“Astonishingly Beautiful” Picture Book About Genderqueer Child Wins Klaus Flugge Award
Julián Is a Mermaid by Jessica Love came out in April of last year. It’s about a young boy living with his abuela who one day notices three women spectacularly dressed up as mermaids on the train. When Julián gets home all he can think about is dressing up just like the ladies and creates his own mermaid costume. It was celebrated withing queer circles last year because it was one of the few titles with genderqueer kids. Despite the moral panic going on around LGBTQ content for children, the book took home the Klaus Flugge prize, which goes to the most exciting and promising newcomer to picture book illustration.
According to the Guardian, the Judge and former children’s laureate Anthony Browne called the book “astonishingly beautiful” and the chair of the judges, Julia Eccleshare, said the panel were unanimous in their decision: “Julián Is a Mermaid reminds us that picture books can make us understand the world differently and better; that they are for everyone. It is a groundbreaking book.”

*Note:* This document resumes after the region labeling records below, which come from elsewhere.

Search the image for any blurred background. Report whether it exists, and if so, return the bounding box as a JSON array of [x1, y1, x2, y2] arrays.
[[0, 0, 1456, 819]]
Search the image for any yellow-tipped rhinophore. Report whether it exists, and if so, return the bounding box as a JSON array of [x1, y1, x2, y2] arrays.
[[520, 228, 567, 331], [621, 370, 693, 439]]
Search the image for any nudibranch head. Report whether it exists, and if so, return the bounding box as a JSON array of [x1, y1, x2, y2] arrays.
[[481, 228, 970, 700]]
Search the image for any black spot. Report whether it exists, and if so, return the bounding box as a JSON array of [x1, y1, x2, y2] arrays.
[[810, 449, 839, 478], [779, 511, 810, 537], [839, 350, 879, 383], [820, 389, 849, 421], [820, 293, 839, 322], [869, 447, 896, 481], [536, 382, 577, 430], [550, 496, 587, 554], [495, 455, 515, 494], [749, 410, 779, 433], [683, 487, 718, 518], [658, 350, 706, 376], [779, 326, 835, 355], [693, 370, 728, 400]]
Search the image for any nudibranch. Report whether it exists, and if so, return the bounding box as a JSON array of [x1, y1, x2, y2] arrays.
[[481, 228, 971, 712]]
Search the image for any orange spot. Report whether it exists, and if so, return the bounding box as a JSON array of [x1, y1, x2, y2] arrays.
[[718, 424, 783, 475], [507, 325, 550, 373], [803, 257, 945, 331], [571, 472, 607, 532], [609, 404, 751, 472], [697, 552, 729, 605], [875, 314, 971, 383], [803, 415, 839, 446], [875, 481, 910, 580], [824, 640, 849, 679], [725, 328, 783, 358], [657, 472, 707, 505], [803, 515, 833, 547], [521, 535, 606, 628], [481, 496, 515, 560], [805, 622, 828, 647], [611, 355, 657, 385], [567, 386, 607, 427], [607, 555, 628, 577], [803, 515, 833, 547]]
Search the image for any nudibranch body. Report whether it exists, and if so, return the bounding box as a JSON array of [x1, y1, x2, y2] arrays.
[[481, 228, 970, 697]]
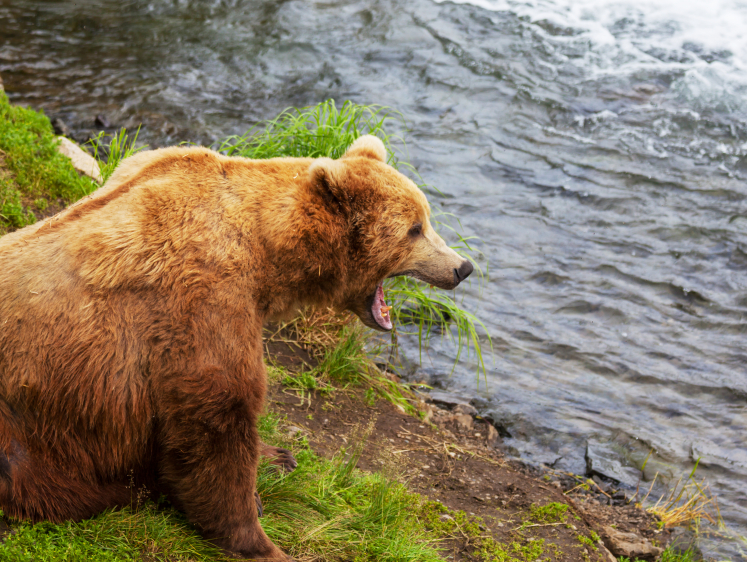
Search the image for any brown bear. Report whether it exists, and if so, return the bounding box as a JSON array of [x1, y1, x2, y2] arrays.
[[0, 136, 472, 560]]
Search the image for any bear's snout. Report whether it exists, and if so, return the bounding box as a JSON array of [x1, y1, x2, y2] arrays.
[[454, 260, 475, 287]]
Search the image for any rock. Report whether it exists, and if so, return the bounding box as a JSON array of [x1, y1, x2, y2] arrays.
[[597, 541, 618, 562], [669, 527, 703, 560], [417, 400, 436, 423], [602, 527, 663, 562], [94, 114, 112, 129], [586, 439, 641, 488], [453, 414, 475, 431], [429, 390, 469, 409], [52, 117, 70, 137], [453, 403, 477, 416], [285, 425, 303, 439], [57, 137, 102, 183], [488, 424, 501, 447]]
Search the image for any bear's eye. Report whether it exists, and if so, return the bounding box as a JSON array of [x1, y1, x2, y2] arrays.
[[407, 223, 423, 238]]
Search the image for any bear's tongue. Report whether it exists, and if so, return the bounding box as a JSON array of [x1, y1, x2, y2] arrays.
[[371, 283, 392, 330]]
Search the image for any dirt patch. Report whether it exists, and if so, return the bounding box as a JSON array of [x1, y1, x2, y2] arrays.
[[268, 336, 666, 562]]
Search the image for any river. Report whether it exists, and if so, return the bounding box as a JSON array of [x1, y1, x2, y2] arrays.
[[0, 0, 747, 560]]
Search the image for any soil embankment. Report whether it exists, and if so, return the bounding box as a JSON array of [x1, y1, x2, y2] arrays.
[[268, 336, 669, 562]]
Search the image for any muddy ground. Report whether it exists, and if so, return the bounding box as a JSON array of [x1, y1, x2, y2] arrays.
[[267, 336, 669, 562]]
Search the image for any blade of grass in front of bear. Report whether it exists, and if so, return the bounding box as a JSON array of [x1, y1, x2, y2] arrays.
[[215, 100, 492, 384], [0, 90, 98, 235], [0, 404, 444, 562]]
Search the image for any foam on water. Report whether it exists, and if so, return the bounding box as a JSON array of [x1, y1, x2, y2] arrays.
[[436, 0, 747, 105]]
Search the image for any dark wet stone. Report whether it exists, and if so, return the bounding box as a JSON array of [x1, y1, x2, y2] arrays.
[[669, 527, 703, 560], [94, 114, 112, 129], [585, 439, 641, 487], [52, 117, 70, 137], [454, 403, 477, 417], [429, 390, 469, 409]]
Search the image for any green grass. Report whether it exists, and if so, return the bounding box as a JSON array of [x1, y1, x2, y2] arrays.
[[0, 95, 490, 562], [0, 91, 97, 234], [529, 502, 568, 523], [214, 100, 492, 373], [618, 548, 700, 562], [0, 396, 443, 562]]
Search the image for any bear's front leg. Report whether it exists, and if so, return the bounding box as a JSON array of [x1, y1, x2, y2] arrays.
[[158, 365, 292, 560]]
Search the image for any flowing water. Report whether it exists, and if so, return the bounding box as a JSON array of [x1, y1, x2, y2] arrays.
[[0, 0, 747, 560]]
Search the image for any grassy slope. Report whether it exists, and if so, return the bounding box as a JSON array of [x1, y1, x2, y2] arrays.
[[0, 90, 97, 234], [0, 98, 696, 562]]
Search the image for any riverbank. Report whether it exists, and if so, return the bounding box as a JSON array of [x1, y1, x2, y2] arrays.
[[0, 88, 700, 562]]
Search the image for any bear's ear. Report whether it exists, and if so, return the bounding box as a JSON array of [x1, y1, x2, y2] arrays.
[[342, 135, 386, 162], [309, 158, 348, 211]]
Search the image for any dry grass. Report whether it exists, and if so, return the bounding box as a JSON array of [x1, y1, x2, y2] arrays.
[[267, 308, 356, 361], [641, 467, 721, 529]]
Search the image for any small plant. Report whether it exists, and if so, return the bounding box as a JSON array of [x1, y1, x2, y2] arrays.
[[578, 531, 599, 551], [0, 91, 98, 234], [529, 502, 568, 523], [88, 127, 147, 183], [215, 100, 492, 380], [641, 459, 721, 528]]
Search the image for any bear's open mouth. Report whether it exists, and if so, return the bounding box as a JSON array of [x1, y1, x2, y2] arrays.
[[371, 283, 392, 330]]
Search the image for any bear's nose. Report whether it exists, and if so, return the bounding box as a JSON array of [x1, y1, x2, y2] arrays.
[[454, 260, 475, 285]]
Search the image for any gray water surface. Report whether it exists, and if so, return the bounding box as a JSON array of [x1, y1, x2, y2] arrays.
[[0, 0, 747, 559]]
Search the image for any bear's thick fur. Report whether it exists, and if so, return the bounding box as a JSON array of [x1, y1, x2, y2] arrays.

Love told Pink News in February that she was inspired to write Julián after realizing there was a limited number of books about genderqueer kids, and also after talking to a close friend who transitioned later in his life.
“Talking to him and thinking about his journey got me curious about what kind of literature there is out there for kids who might be asking themselves these questions, and I started reading blogs of families who had children who were questioning their gender,” Love said.
The book won 2019 Stonewall Book Award and nominated for the prestigious Waterstones honour, which Love calls “one of the most shocking moments in my life… it felt like the laws of the universe had changed.”
I love the fact that Julián is getting so much acclaim, especially because the young boy is question is Latinx, visibily brown, and it is great to see these kinds of stories being told that embrace the non-white parts of the LGBTQ community. While Love herself is not genderqueer or a person of color, it is great that when she looked around and saw the culture, what she chose to highlight was POC queerness.
Therefore, I am hoping that when actual POC trans/non-binary/genderqueer authors show up they can point and say, “well this woman did it so why not me?” These kinds of texts are excellent stepping stones to build up the entire community and I hope the publishing community takes note about this.
Love is working on a followup to Julián, sharing that, “At first I was reluctant to do a second book – I really didn’t want to cheapen the characters by forcing them into some improbable sequel. But people kept asking and gradually I got comfortable with the idea that maybe it’s OK to give these characters further life.”